Paolino MC(1), Ferretti A(1), Papetti L(2), Villa MP(1), Parisi P(1).

Author information: 
(1)a Child Neurology, Headache Paediatric Center, Paediatric Sleep Disorders,
NESMOS Department, Chair of Pediatrics, Faculty of Medicine and Psychology ,
Sapienza University, c/o Sant'Andrea Hospital , Rome , Italy.
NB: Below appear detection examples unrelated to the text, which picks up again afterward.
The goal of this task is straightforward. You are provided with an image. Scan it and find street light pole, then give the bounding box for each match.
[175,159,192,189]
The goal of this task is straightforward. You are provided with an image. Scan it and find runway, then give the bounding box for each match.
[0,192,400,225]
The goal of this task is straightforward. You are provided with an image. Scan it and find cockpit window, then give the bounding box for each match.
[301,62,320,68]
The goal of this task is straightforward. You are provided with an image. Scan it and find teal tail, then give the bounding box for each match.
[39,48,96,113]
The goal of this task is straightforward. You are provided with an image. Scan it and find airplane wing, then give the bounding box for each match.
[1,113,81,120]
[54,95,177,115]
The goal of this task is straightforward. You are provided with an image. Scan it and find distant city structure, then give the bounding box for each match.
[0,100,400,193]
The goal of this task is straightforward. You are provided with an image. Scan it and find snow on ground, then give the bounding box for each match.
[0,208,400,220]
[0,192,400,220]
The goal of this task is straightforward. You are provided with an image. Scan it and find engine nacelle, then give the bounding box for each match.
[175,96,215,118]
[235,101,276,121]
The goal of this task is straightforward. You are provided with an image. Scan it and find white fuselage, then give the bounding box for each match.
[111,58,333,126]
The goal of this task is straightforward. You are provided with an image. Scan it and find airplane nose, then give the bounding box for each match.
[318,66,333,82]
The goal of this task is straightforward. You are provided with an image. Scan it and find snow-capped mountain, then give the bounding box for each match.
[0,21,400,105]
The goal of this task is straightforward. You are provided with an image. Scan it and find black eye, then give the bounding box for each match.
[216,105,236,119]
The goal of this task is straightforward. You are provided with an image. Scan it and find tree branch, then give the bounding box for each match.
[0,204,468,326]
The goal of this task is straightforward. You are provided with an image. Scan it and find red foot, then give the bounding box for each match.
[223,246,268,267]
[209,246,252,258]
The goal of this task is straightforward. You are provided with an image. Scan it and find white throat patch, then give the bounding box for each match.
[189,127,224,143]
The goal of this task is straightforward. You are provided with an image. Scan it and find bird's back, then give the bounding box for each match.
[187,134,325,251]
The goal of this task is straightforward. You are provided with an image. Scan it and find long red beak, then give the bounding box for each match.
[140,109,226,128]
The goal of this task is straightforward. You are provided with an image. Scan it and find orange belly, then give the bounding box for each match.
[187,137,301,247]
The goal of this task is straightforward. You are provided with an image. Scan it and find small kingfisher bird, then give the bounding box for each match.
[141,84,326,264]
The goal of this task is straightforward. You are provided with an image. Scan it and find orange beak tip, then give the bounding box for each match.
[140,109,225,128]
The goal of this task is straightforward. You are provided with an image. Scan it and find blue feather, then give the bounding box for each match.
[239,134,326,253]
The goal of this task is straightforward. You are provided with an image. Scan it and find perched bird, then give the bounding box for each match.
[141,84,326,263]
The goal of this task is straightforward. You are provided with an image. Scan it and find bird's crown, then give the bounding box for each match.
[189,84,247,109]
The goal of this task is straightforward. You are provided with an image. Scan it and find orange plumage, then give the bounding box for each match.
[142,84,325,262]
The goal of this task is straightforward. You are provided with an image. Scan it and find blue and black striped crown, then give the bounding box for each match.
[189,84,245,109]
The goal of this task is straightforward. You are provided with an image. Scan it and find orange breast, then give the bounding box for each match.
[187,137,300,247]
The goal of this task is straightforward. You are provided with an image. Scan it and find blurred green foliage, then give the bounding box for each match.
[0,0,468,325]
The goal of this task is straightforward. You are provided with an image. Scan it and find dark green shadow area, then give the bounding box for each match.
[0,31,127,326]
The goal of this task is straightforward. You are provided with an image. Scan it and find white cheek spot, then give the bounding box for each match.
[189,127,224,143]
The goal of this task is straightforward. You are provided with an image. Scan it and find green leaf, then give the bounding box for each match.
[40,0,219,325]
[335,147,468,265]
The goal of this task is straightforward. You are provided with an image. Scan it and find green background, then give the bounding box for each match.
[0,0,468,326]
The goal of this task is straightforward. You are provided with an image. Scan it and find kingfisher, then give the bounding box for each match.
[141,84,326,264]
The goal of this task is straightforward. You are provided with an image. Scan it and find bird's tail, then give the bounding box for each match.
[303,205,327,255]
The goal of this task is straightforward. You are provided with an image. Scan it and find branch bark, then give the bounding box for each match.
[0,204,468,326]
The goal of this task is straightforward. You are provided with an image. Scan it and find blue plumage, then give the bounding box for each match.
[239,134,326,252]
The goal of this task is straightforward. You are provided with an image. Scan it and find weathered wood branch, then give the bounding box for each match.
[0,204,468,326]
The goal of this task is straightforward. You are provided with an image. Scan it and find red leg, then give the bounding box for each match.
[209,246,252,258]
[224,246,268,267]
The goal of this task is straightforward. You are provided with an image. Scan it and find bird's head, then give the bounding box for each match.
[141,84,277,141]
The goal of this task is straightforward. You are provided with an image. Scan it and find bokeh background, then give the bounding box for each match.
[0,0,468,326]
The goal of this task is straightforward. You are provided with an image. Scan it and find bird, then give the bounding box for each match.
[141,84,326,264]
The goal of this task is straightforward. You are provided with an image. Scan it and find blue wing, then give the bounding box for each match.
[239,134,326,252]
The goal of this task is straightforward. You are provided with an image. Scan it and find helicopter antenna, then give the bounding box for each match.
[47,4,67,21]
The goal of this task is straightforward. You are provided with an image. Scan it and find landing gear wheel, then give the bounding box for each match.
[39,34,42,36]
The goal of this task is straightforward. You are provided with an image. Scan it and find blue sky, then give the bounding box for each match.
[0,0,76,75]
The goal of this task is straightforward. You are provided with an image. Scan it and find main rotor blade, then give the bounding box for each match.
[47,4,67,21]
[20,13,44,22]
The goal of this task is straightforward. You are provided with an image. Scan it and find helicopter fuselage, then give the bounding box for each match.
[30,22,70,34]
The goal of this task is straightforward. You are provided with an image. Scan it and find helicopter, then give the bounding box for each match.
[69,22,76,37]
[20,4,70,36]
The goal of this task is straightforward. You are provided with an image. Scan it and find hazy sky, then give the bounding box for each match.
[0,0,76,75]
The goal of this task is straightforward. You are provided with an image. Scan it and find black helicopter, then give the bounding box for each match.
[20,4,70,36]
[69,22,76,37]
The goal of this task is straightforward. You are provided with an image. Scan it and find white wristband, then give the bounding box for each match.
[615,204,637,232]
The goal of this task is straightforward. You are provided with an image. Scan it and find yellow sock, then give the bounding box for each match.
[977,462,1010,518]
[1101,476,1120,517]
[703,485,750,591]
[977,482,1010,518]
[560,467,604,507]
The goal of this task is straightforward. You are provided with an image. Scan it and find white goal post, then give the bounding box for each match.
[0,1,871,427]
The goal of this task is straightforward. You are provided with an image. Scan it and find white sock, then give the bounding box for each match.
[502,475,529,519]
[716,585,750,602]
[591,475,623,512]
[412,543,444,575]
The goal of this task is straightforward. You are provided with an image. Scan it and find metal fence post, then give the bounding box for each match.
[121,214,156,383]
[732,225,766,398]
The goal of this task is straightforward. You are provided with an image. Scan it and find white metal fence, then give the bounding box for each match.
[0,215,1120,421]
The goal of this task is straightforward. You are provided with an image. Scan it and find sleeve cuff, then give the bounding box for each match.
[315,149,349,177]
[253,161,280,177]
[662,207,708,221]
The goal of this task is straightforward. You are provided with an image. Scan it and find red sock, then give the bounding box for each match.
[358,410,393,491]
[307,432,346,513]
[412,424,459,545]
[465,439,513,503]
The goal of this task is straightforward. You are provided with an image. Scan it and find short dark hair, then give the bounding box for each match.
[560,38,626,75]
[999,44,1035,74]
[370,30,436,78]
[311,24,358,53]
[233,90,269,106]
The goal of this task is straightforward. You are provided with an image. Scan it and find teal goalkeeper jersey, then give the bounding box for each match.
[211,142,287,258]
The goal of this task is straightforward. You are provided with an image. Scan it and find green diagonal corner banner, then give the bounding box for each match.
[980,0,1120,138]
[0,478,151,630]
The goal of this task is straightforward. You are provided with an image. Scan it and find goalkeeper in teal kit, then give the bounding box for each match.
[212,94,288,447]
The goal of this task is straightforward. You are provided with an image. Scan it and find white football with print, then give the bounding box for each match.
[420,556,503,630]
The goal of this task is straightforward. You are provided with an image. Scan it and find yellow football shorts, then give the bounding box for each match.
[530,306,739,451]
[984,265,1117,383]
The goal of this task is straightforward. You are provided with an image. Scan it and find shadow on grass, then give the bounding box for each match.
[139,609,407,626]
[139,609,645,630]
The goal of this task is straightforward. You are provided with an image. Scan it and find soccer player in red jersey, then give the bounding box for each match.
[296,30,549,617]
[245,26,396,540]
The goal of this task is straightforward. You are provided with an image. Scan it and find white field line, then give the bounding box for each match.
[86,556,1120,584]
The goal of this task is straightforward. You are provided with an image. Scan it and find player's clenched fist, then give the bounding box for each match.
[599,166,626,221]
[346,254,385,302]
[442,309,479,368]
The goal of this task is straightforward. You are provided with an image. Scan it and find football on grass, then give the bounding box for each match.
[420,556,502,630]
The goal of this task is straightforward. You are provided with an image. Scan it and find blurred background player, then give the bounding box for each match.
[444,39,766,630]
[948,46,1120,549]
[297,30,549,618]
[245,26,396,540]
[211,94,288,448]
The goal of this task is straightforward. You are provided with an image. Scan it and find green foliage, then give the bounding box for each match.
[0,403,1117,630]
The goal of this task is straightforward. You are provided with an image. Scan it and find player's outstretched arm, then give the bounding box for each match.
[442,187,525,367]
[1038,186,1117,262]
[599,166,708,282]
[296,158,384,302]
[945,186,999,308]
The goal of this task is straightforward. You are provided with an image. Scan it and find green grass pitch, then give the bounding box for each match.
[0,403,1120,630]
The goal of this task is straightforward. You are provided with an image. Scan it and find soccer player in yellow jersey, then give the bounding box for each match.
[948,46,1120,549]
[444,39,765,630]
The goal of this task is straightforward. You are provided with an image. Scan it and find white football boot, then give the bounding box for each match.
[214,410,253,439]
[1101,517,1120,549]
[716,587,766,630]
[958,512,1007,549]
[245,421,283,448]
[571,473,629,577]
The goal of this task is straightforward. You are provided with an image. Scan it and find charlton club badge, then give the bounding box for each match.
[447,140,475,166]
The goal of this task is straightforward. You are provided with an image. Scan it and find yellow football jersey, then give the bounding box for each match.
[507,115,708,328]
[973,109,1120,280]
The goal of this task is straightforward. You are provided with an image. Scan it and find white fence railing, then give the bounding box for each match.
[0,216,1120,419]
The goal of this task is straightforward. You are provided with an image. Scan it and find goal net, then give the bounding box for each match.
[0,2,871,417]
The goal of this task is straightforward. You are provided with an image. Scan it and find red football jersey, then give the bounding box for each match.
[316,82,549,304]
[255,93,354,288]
(2)b Department of Pediatrics, Child Neurology Division , Sapienza University of 
Rome , Rome , Italy.

In recent years there has been great scientific and public interest focused on
the therapeutic potential of compounds derived from cannabis for the treatment of
refractory epilepsy in children. From in vitro and in vivo studies on animal
models, cannabidiol (CBD) appears to be a promising anticonvulsant drug with a
favorable side-effect profile. In humans, CBD efficacy and safety is not
supported by well-designed trials and its use has been described by anecdotal
reports. It will be necessary to investigate CBD safety, pharmacokinetics and
interaction with other anti-epileptic drugs (AEDs) alongside performing
double-blinded placebo-controlled trials in order to obtain conclusive data on
its efficacy and safety in children.